Nanohybrids based on van der Waals (vdW) heterostructures of 2D atomic materials have recently emerged as a unique scheme for designing high-performance quantum sensors. This work explores vdW nanohybrids for photodetection, which consist of graphene decorated with intermingled transition-metal dichalcogenide (TMDC) nanodiscs (TMDC-NDs) obtained using wafer-size, layer-by-layer growth. The obtained TMDC-NDs/graphene nanohybrids take advantages of a strong quantum confinement in graphene for high charge mobility and hence high photoconductive gain, and localized surface plasmonic resonance (LSPR) enabled on the TMDCNDs for enhanced light absorption. Since the LSPR depends on the nanostructure's size and density, intermingled TMDC-NDs of different kinds of TMDCs, such as WS2 (W) and MoS2 (M), have been found to allow small-size, high concentration TMDC-NDs to be achieved for high photoresponse.

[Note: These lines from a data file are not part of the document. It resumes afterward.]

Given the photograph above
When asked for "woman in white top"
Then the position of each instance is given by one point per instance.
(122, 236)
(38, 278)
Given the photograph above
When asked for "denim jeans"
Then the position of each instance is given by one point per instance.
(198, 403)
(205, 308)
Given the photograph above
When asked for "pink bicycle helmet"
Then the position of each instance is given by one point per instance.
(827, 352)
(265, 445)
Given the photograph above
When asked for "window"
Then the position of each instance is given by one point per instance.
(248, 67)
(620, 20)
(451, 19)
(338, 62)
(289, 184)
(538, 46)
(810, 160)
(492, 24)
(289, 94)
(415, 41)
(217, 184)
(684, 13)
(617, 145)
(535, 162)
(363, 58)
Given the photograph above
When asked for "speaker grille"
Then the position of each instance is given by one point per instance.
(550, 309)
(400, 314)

Remarkably, high photoresponsivity up to 31 A/W (550 nm wavelength and 20 W/cm2 light intensity) has been obtained on the WMW-NDs/graphene nanohybrids photodetectors made using three consecutive coatings of WS2 (1st and 3rd coating) and MoS2 (2nd coating), which is considerably higher by a factor of ~4 than that of the counterparts MoS2- ND/graphene or WS2-NDs/graphene devices. This result provides a facile approach to control the size and concentration of the TMDC-NDs for high-performance, low-cost optoelectronic device applications.